Par Frères Jaouen (30/04/1944) (27/11/2015)

D'abord, le roi présenta son peuple :

Les korrigans sont des êtres du peuple de fées affiliés à la terre. Nous gardons les trésors enfouis dans le sol, nous protégeons les passages enchantés, et les Sidhes1. Nous aimons le contact avec les humains mais nous sommes sensibles à leurs actions, ainsi, quelqu’un qui sera perdu dans notre forêt, qui nous régalera de pâtisseries ou de douce musique, nous lui offrirons un souhait. Mais, inversement, gare à celui qui viendrait pour voler notre trésor ou qui chercherait à acquérir des pouvoirs avec de mauvaises attentions.
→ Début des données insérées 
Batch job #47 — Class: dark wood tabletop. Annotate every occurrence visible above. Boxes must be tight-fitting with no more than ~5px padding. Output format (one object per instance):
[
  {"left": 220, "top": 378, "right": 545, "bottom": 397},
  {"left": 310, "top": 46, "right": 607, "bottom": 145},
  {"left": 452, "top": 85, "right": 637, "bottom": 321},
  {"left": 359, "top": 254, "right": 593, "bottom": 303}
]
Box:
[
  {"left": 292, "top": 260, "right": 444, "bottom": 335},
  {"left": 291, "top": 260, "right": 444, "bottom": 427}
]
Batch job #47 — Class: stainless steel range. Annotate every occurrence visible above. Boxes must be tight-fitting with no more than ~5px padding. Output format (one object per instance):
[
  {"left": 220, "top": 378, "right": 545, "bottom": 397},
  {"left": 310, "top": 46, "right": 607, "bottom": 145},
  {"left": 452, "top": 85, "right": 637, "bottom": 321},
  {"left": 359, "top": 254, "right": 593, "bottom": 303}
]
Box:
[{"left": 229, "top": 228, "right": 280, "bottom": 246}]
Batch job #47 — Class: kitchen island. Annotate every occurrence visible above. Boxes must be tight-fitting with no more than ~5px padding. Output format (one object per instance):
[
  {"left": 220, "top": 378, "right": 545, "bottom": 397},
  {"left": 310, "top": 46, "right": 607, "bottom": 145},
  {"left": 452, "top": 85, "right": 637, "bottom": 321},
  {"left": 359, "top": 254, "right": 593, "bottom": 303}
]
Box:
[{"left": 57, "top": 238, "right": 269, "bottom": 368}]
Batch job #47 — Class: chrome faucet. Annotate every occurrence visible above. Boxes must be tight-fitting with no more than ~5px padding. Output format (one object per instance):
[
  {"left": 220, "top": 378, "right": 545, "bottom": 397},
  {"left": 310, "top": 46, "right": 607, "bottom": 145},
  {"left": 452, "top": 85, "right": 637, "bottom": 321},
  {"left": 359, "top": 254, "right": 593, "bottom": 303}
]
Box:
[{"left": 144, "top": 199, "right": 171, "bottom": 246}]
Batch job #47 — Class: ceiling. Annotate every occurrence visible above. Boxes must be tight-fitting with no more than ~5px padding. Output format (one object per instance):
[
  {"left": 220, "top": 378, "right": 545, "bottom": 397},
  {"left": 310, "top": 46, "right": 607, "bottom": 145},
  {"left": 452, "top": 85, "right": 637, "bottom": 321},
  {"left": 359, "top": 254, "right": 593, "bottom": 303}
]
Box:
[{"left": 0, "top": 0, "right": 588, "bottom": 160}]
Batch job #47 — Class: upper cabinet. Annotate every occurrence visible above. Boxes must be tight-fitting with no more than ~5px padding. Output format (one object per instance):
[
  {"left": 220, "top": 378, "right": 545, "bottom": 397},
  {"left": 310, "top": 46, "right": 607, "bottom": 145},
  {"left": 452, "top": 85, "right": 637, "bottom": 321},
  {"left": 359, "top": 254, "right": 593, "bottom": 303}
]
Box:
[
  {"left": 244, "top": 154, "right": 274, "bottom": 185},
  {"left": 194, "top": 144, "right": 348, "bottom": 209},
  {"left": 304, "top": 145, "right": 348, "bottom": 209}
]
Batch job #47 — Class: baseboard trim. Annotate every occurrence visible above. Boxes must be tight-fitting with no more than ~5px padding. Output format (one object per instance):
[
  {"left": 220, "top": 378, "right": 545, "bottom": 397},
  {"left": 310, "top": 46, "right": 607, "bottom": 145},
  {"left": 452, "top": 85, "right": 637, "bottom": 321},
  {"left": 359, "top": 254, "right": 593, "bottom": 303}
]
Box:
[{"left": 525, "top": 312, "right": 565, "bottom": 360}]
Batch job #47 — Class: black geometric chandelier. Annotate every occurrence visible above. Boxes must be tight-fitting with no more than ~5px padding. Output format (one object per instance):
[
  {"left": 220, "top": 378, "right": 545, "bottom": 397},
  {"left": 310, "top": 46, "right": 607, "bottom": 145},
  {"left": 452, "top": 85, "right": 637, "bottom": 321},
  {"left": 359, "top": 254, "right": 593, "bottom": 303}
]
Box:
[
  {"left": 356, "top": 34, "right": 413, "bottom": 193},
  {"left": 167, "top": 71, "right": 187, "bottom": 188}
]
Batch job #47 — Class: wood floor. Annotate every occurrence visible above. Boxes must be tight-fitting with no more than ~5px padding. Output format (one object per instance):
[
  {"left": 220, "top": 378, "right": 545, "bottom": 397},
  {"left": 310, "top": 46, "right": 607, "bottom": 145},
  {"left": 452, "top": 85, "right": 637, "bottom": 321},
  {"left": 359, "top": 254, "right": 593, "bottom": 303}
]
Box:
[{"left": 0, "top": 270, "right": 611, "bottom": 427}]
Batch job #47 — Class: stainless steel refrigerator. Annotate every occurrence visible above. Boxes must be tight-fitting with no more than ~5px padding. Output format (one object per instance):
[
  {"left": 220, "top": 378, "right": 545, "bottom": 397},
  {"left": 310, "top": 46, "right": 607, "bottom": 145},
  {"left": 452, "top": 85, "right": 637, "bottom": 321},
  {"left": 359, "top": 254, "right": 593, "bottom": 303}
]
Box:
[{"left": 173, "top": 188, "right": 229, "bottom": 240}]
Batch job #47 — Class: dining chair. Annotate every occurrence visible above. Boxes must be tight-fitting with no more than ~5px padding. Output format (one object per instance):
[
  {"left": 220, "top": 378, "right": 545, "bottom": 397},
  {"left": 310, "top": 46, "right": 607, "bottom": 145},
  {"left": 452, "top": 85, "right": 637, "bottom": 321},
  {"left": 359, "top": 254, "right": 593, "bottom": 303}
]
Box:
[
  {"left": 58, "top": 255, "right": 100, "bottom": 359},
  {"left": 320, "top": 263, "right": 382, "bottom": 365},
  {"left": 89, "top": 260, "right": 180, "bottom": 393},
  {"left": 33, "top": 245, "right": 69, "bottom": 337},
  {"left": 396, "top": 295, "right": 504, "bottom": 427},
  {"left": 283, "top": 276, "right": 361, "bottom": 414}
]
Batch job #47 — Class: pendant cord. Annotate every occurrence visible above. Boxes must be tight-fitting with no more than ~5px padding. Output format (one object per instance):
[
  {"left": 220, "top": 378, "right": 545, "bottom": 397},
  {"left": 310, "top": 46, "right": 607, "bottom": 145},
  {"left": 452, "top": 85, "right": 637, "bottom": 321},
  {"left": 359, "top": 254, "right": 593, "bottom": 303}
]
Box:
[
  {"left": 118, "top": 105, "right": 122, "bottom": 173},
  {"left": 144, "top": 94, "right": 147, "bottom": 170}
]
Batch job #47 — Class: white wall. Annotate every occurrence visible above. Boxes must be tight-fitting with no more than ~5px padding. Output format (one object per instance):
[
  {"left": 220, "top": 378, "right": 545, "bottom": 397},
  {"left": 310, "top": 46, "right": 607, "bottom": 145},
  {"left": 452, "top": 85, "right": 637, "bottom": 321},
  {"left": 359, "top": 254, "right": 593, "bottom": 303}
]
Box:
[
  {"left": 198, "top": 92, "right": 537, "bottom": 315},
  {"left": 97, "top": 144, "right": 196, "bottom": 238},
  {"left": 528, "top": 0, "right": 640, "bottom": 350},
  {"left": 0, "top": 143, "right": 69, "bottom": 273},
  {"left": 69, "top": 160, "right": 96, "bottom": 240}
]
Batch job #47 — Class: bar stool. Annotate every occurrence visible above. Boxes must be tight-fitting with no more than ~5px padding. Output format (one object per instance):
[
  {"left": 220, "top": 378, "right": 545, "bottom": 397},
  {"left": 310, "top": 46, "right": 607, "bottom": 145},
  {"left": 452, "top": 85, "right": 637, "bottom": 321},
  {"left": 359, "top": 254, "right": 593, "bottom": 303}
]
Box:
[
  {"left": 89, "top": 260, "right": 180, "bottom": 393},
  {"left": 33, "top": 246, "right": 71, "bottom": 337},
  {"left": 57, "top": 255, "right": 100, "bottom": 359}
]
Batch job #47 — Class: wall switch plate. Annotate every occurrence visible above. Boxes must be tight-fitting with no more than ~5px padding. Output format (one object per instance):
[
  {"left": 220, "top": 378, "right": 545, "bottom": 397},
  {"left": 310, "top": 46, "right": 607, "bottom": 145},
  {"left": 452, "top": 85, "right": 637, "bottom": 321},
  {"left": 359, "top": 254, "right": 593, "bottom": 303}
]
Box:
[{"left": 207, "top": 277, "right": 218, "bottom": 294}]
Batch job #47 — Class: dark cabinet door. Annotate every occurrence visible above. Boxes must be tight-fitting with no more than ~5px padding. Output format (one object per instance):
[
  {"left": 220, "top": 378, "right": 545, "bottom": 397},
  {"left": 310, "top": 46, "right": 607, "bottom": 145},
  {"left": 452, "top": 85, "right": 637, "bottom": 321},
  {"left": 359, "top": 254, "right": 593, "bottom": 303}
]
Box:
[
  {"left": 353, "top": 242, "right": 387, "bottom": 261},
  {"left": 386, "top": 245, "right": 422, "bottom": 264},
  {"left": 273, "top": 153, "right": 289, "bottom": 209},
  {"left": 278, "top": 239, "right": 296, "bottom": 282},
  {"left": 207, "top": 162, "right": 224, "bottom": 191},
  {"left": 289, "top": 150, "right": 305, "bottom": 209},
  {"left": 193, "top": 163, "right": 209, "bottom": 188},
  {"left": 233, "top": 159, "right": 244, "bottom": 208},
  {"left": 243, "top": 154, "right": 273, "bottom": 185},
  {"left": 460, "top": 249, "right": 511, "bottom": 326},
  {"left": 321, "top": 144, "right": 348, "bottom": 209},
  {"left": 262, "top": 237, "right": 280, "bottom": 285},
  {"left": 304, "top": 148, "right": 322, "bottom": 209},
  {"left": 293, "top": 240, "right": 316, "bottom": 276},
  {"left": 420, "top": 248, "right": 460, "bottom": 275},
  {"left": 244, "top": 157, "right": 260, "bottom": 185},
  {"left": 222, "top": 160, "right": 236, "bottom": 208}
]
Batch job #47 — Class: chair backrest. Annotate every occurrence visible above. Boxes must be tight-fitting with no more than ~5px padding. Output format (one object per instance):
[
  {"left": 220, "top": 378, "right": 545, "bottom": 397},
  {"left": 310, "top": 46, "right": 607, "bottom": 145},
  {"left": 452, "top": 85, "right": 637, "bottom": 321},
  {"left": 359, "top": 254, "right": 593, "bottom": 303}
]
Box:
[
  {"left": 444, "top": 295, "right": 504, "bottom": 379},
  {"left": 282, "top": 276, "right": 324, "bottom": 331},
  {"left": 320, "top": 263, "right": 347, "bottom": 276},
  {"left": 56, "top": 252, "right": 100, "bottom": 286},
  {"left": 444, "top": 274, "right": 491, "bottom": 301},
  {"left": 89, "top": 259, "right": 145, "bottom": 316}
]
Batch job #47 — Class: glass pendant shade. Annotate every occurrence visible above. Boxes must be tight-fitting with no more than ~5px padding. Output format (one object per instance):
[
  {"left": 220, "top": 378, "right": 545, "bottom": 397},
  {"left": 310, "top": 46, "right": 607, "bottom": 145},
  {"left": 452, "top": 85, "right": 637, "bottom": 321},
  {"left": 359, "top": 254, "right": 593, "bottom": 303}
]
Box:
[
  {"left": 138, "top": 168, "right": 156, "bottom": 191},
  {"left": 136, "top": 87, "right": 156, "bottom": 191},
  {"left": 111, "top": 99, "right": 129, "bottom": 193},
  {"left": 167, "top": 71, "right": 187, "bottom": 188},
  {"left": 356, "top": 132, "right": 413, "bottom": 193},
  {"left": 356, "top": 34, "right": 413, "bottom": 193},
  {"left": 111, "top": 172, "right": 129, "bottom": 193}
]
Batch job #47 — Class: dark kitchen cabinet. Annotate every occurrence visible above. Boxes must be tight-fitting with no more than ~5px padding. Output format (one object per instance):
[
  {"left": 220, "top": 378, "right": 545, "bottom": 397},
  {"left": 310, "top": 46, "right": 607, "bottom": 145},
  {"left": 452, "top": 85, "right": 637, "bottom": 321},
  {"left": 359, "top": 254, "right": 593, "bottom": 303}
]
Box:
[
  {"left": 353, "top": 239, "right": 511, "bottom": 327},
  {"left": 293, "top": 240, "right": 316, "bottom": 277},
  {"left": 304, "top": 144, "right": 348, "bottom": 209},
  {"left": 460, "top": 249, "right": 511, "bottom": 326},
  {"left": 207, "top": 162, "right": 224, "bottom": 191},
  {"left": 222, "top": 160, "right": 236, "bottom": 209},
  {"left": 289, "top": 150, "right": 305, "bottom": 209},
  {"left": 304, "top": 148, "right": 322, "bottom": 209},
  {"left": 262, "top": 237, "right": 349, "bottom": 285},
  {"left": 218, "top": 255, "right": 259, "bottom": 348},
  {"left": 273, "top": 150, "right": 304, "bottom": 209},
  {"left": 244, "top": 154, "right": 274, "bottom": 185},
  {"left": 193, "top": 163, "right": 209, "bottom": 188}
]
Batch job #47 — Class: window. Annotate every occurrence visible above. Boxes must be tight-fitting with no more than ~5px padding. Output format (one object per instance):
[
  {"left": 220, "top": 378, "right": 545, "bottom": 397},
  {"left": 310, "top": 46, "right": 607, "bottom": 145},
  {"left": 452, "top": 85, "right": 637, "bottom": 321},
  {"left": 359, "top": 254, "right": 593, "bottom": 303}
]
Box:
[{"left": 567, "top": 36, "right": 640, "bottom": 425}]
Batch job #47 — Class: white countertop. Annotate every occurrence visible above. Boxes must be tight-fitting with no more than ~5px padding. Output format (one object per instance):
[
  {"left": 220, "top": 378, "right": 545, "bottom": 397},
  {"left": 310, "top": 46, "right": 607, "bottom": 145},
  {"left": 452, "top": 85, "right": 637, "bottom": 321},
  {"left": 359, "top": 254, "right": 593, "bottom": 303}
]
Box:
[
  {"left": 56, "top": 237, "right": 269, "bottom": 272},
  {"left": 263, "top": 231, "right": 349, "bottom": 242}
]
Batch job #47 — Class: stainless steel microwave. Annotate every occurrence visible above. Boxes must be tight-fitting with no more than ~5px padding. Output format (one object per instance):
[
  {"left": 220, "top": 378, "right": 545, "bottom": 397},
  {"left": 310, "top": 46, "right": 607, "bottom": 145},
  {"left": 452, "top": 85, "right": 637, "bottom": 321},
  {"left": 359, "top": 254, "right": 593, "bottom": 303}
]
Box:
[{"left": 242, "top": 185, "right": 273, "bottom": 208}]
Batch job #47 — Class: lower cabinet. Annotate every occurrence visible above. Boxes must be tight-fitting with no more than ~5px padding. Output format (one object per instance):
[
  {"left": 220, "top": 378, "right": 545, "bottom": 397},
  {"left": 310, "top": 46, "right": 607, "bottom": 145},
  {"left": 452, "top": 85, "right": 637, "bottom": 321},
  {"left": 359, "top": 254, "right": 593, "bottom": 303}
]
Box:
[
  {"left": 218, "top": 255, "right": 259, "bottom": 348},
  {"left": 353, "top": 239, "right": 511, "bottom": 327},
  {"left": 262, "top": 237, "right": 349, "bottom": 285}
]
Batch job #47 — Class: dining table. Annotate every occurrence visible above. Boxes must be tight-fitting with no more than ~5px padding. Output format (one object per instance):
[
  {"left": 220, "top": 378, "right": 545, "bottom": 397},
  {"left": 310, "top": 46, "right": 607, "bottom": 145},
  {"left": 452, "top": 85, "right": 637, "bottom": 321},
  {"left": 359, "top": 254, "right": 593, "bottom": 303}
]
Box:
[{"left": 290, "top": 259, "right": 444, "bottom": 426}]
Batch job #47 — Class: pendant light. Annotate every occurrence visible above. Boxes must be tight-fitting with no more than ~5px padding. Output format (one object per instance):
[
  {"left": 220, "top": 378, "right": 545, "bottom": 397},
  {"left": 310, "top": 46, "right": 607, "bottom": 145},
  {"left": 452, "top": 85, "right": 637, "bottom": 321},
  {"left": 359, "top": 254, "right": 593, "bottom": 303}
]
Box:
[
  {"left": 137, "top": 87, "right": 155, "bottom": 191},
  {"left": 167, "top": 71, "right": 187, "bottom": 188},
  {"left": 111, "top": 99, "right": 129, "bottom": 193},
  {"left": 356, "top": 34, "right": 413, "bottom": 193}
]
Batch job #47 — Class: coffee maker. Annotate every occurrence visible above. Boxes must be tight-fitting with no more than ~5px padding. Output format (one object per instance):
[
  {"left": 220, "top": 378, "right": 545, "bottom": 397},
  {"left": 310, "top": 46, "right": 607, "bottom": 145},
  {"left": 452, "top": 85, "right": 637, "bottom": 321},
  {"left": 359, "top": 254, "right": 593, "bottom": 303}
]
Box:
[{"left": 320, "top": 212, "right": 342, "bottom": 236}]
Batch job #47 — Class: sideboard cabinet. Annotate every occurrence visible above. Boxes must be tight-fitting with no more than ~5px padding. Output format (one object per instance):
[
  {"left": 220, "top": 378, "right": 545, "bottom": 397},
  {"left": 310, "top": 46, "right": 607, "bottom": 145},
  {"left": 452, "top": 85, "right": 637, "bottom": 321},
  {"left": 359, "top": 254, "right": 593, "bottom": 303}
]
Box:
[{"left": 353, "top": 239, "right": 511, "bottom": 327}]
Et l'histoire fut racontée :

Il était une fois en pays malouin deux frères, enfin, pour être exact, deux demi-frères de onze ans : Erwan et Baudoin.

Le père d’Erwan s’était remarié à la mort de son épouse avec une bourgeoise de Grandville, ce qui avait été remarqué au village, car cette marâtre détestait Erwan et favorisait à chaque fois son fils Baudoin. Au service de la famille, était la vieille Guénolé, servante aimante et douce de toujours, que la belle-mère nouvellement arrivée, finit par renvoyer.

Seul, sans la douce Guénolé à ses côtés, Erwan était de plus en plus mélancolique, et son père... ne voyait rien. Il finissait par être privé de tout et par grignoter à la table des domestiques, alors que Baudoin s'empiffrait à la table des maîtres.

Un jour, alors que l’orage annonçait, sa belle mère armée d’une badine lui ordonna d’aller lui chercher un remède pour sa jambe chez un herboriste dans le village d’à côté :

Mais il va pleuvoir et la nuit va tomber ! C’est loin, ne puis-je y aller demain ? s'écria Erwan.

Et en plus tu voudrais que j’aie mal cette nuit ? Veux-tu bien filer, vilain garçon, ou je vais te chauffer les reins ! couina d'un ton venimeux la marâtre, tout en giflant l'air de son doigt osseux.

Baudoin n’y va pas ? tenta encore Erwan, mais avec peu d'espoir.

Non, Baudoin a eu le prix d’excellence à l’école et il doit se reposer.

Moi, quand pourrais-je retourner à l'école ?

Les sots comme toi n’ont pas besoin d’aller à l’école ! cracha méchamment la belle-mère en posant les mais sur ses larges hanches.

J’avais le prix d’excellence moi aussi... avant, murmura Erwan plus pour lui-même et en baissant la tête d'un air attristé.

Avant quoi ? File rapidement et ne tarde pas !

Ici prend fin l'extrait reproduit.